LAKE PLACID — Lake Placid Central School District Superintendent Roger Catania will retire at the end of the school year.

The school’s Board of Education accepted a letter announcing his retirement at its regular meeting on Tuesday. Catania has served as the district’s superintendent since 2013, but he’s had ties to the school for far longer. He was a counselor at the high school for several years, starting in 1997.

The 58-year-old Saranac Lake resident plans to stay here after he retires and spend more time with his family.

“It was my sense that it was time to re-shift some priorities in my life, and maybe put my family a little higher than they have been,” he said.

Catania’s retirement will mark an end to a 37-year career in public education, which included a stint as a professor at Alfred University, and other teaching and counselor jobs at Gilchrist High School and the J.B. Thomas Junior High School in Oregon.

Catania returned to Lake Placid to take the superintendent’s role in a time when the school was facing challenges — both financial and administrative. He succeeded former superintendent Randy Richards, who became a controversial figure in Lake Placid after the middle-high school principal at the time, Katherine Mulderig, filed a federal Equal Employment Opportunity Commission complaint alleging he tried to reassign her to the elementary school for sexist reasons. The EEOC validated Mulderig’s complaint, but despite major backlash against Richards from the community, the school board did not remove him. When new school board members were elected, they chose not to renew Richards’ contract, and Catania was brought in to replace him.

Catania said the best part of his superintendent job has been interacting with all of the students.

“Absolutely the students make it all worthwhile,” he said. “The rewarding part is knowing that I helped shape and influence how our school will impact their lives, and I do my best to have the school be as valuable and meaningful an experience for them as it can possibly be.”

Even after all these years, Catania still starts his school days with greeting as many students as he can. At the start of every school year, Catania has always be seen outside both the middle-high school and the elementary school, high-fiving and greeting kids as they returned from their summer vacations.

“I’ll miss the students a tremendous amount,” he said.

“Any success I have had here is really thanks to the outstanding faculty and staff we have,” Catania added. “It’s really their work that makes all the difference. I have the pleasure of working alongside them. I have the pleasure of seeing just how good and talented they are, how much they care. Sometimes I’m in awe of all they can accomplish.

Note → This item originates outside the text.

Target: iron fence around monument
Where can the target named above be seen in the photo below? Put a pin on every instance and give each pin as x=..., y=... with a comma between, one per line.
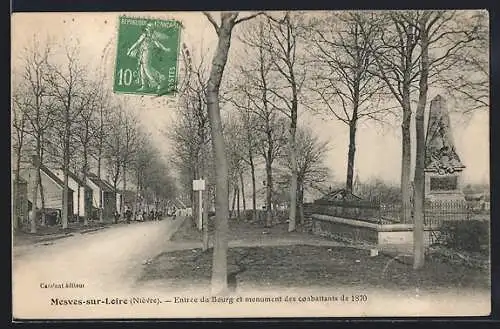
x=435, y=212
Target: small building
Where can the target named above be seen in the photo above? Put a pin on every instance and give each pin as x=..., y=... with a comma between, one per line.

“I’m so grateful for the support that everybody has shown me, especially during these past eight years, that includes our students, parents and members of the community who interact with us at the school,” he said.

Catania also thanked the board of education for its support.

“We have a school board that has its priorities right,” he said. “The school board members focus on students and the interest of students. They have been so supportive of me, and I’m really grateful to them.

“Thank you, thank you, thank you to every member of our school community,” he said. “This has been a wonderful experience for me. I couldn’t have asked to be superintendent in a better place with better people.”

At the board’s meeting, President Richard Preston thanked Catania for his leadership.

“When I chose to run for school board, I was asked if I was serious, followed by, ‘Are you crazy? The school is a mess.’ By the time I began my tenure here, I sat on the board and I said, ‘Where is the mess?'” Preston told Catania. “That’s due to the fact that in the short time that you were here, you managed to stabilize the district fairly rapidly.

“Thank you for your years of service. Thank you for the solid ground you’re leaving us with.”